Techniques for understanding concurrent programs are becoming increasingly important as distributed computing systems become widespread. Our research has focused on the development of these techniques.
We have been heavily involved in applying assertional reasoning to the design of concurrent, distributed, fault-tolerant, and real-time programs. One result of this research is the fail-stop processor abstraction, a methodology for its use, and designs for prototype implementations. We have also developed proof rules for a variety of message-passing primitives and have developed an approach for proving temporal properties of concurrent programs that does not employ temporal logic. Most recently, we have been investigating the use of refinement mappings in implementing distributed and fault-tolerant services. Just as a loop invariant can guide the design of a loop, we have found that a refinement mapping can be used to guide the design of a (distributed) service. Creativity is required to identify candidate refinement mappings for a given service specification, but it is then straightforward to design the protocols to support that service.

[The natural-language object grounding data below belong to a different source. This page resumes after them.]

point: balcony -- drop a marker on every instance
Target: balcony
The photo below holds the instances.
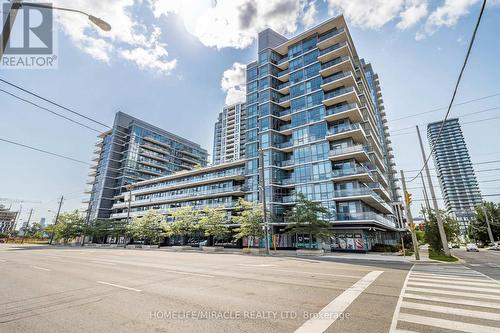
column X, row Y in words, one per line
column 331, row 38
column 359, row 173
column 284, row 101
column 350, row 111
column 283, row 75
column 347, row 94
column 334, row 51
column 284, row 88
column 354, row 131
column 365, row 194
column 338, row 80
column 357, row 152
column 285, row 115
column 336, row 65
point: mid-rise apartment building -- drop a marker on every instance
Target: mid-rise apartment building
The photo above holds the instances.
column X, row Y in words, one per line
column 454, row 169
column 132, row 151
column 7, row 219
column 314, row 110
column 229, row 134
column 314, row 107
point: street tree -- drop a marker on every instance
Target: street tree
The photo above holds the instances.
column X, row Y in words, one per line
column 478, row 229
column 147, row 227
column 432, row 236
column 69, row 226
column 250, row 218
column 306, row 217
column 213, row 223
column 184, row 223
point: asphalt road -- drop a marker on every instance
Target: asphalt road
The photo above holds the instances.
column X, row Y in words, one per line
column 117, row 290
column 484, row 261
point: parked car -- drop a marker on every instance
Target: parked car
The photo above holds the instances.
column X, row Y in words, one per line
column 472, row 248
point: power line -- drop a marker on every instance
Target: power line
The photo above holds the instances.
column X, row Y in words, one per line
column 471, row 43
column 444, row 107
column 458, row 116
column 54, row 103
column 45, row 151
column 48, row 110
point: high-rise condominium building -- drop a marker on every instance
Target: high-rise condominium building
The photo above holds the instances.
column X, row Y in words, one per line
column 131, row 151
column 315, row 109
column 229, row 134
column 455, row 172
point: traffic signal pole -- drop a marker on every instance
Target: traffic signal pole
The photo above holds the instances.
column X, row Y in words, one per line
column 410, row 217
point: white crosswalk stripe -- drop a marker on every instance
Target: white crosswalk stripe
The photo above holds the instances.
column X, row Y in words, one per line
column 440, row 297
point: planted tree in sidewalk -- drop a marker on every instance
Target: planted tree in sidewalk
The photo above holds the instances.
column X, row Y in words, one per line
column 478, row 230
column 306, row 217
column 69, row 226
column 184, row 224
column 250, row 217
column 213, row 223
column 432, row 232
column 147, row 227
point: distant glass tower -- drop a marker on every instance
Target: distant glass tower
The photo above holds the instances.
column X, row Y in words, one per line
column 455, row 172
column 229, row 134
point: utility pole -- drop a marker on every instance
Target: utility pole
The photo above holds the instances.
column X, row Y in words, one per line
column 442, row 233
column 410, row 217
column 26, row 226
column 57, row 218
column 263, row 198
column 7, row 27
column 490, row 234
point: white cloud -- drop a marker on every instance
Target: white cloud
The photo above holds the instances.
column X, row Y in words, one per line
column 233, row 83
column 446, row 15
column 412, row 14
column 129, row 38
column 234, row 23
column 371, row 14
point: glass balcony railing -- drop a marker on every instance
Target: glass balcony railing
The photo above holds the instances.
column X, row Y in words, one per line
column 349, row 171
column 336, row 77
column 334, row 62
column 340, row 108
column 284, row 98
column 332, row 48
column 342, row 129
column 350, row 149
column 338, row 92
column 330, row 34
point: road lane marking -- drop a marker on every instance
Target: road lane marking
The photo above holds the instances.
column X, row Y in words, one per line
column 447, row 324
column 455, row 287
column 452, row 311
column 453, row 293
column 485, row 283
column 335, row 308
column 188, row 273
column 103, row 262
column 454, row 301
column 118, row 286
column 41, row 268
column 394, row 322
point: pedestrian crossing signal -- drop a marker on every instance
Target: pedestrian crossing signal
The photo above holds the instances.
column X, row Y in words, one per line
column 407, row 198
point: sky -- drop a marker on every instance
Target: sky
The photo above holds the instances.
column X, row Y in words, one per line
column 176, row 63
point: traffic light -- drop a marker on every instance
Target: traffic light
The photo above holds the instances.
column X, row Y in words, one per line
column 407, row 198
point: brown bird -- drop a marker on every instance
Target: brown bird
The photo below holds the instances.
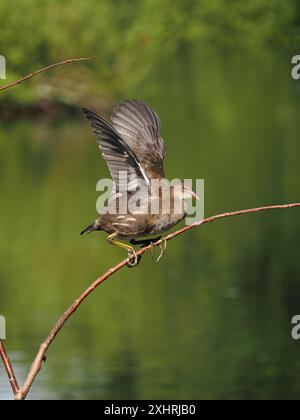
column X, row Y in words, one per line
column 134, row 151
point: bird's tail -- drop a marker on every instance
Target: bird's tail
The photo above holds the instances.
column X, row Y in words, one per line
column 90, row 228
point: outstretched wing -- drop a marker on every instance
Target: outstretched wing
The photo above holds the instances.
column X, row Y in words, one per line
column 140, row 129
column 118, row 155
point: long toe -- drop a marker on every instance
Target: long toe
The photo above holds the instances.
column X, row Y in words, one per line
column 134, row 259
column 162, row 247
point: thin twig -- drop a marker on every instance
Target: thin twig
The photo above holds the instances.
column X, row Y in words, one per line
column 9, row 369
column 61, row 63
column 38, row 362
column 6, row 361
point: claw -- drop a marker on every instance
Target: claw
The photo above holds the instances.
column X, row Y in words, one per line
column 134, row 259
column 163, row 247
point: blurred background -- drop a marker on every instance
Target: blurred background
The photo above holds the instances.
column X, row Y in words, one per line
column 212, row 320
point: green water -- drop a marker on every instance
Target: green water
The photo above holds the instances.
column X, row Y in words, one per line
column 213, row 318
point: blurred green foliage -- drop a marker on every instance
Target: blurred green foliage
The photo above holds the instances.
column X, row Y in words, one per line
column 129, row 38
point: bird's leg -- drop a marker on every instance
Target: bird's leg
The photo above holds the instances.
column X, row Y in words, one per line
column 163, row 247
column 134, row 259
column 146, row 242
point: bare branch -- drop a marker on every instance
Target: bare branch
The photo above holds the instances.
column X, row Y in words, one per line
column 9, row 369
column 37, row 364
column 61, row 63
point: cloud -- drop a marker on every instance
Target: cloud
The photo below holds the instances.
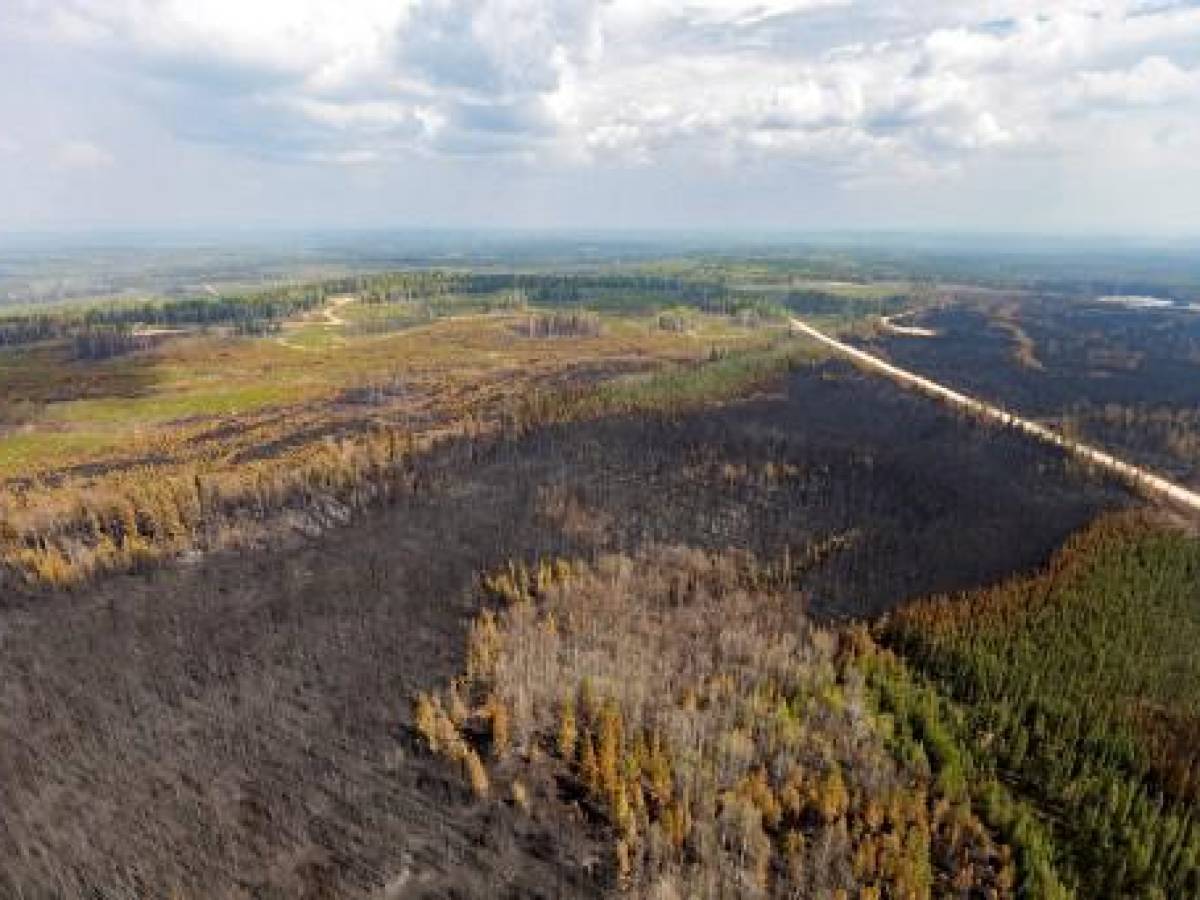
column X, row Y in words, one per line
column 864, row 89
column 82, row 155
column 1155, row 81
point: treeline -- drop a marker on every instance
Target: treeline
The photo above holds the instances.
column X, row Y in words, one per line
column 246, row 313
column 262, row 311
column 1080, row 687
column 561, row 324
column 141, row 516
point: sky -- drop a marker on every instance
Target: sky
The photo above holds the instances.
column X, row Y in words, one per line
column 1074, row 117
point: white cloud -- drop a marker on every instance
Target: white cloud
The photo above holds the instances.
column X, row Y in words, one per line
column 861, row 88
column 1155, row 81
column 82, row 155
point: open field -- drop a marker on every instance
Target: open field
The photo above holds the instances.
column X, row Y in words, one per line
column 246, row 723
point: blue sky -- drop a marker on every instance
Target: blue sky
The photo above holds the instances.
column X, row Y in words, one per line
column 1074, row 117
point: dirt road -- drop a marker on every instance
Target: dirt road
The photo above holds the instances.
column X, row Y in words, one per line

In addition to developing techniques for reasoning about programs, we have also been investigating useful paradigms that underlie protocols for distributed systems. Our early work concentrated on synchronization and the state machine approach (so-called active replication) for constructing reliable, decentralized control regimes. More recently, we have been trying to understand the primary-backup (or primary-copy) approach to implementing such services. We have derived lower bounds for various key cost metrics for primary-backup style implementations. We have also constructed primary-backup protocols that are optimal in these cost metrics. The hope is to understand the trade-offs in using various approaches for achieving fault tolerance.